Saturday, February 25, 2017

Ivanka Trump, Kushner publicly silent as White House rolls back transgender protections

The couple is seen as a moderating force on social issues, but transgender allies want them to take a stand as the new administration rolls back Obama-era policies on school bathrooms.
From: Politico
In the past,
Jared Kushner and Ivanka Trump have described themselves as supporters of gay rights.
  Getty
Ivanka Trump and her husband, Jared Kushner, seemed to speak for their socially progressive generation last month when they helped to kill a proposed executive order that would have rolled back LGBT protections.

But their involvement in that high-profile gay-rights issue — they encouraged Donald Trump to uphold Obama-era workplace discrimination protections for federal contractors — now serves only to underscore their silence after the White House on Wednesday revoked protections that had allowed transgender students to use the public school bathroom of their choice.

“Yesterday’s actions really puts into question whether there are allies in this administration,” said Chad Griffin, president of the Human Rights Campaign. “It’s important to define what an ally is — it’s not someone who sends the occasional tweet, it’s not someone who has people talking on background to reporters about your supposed view. An ally is someone who stands up, champions and fights for our community.”

In the past, Ivanka Trump and Kushner have described themselves as supporters of gay rights.

A spokeswoman for Ivanka Trump declined to comment on Trump’s position. A White House spokeswoman did not respond to a request for comment about Kushner’s position.

The debate inside the Trump administration already pitted Education Secretary Betsy DeVos, who reportedly originally opposed the move, against Attorney General Jeff Sessions. But it also puts additional pressure on the first daughter and her husband.

Since the campaign, Ivanka Trump has had the difficult task of acting as a surrogate for her father, while claiming she is not always ideologically in line with his most hard-line positions. “I’m a daughter, not a clone,” she said last year in an interview with "Good Morning America." “There are times when I’ve disagreed with him.” She did not, however, go into details about areas where they did not see eye to eye — and since then, she has made it clear that she does not plan to publicly challenge the president when there is disagreement.

Gay rights are not officially part of either Ivanka Trump’s or Kushner’s portfolios. But the couple is seen, both internally and externally, as the great, socially moderate hope for voters who are worried about the more extreme factions of Trump's administration.

Kushner, according to people who have met with him, outlines his role in the White House in broad terms: dealing with trade agreements, international peace agreements, outreach to the business community and personnel matters. Meanwhile, Ivanka Trump has become a regular presence in the White House, where she is using her influence to push women’s economic empowerment issues.

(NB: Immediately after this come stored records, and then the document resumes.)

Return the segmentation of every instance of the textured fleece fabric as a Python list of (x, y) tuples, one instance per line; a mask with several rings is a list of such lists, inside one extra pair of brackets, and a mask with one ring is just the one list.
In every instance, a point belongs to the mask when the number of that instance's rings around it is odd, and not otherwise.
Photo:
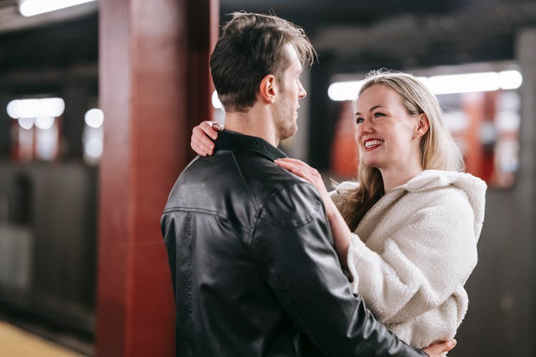
[[(343, 182), (332, 197), (357, 184)], [(454, 337), (465, 316), (485, 191), (469, 174), (426, 170), (384, 196), (352, 234), (354, 293), (413, 347)]]

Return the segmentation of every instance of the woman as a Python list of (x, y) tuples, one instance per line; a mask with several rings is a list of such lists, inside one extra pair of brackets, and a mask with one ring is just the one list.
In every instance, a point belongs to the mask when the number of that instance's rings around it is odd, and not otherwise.
[[(467, 309), (486, 185), (458, 172), (437, 99), (414, 76), (371, 72), (354, 106), (356, 182), (329, 193), (307, 164), (276, 163), (320, 192), (352, 287), (375, 316), (415, 348), (452, 338)], [(195, 144), (207, 138), (194, 136), (192, 147), (207, 154)]]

This week, Ivanka Trump met in the Roosevelt Room with members of the House and Senate to discuss including a deduction for child care expenses in their tax overhaul, Bloomberg News reported. On Thursday, she joined the president at the White House for a listening session with manufacturing CEOs. She has no official position in the White House, but she has been there every day this week.

But her involvement in politics, so far, has been inconsistent, with periods of engagement, followed by an expectation that she will not be held accountable when she decides to remain silent and behind-the-scenes. On Monday, Ivanka Trump got ahead of her father when she called for "religious tolerance" on Twitter, in response to a rash of threats to Jewish community centers. Her father had yet to comment on the anti-Semitic acts and passed on an opportunity to do so at a news conference last week, though he has since condemned them explicitly.

Some LGBT rights activists said the problem is deeper than whether or not Ivanka Trump chooses to weigh in.

“It seems to me that when you have to rely on Ivanka Trump to advocate for civil rights issues, that’s a problem,” said Anthony Kreis, a law professor at the Chicago-Kent College of Law who specializes in LGBT civil rights cases. “What is her role here? There's the deeper question, of whether we should have to rely on the president’s daughter to go toe to toe with the attorney general.”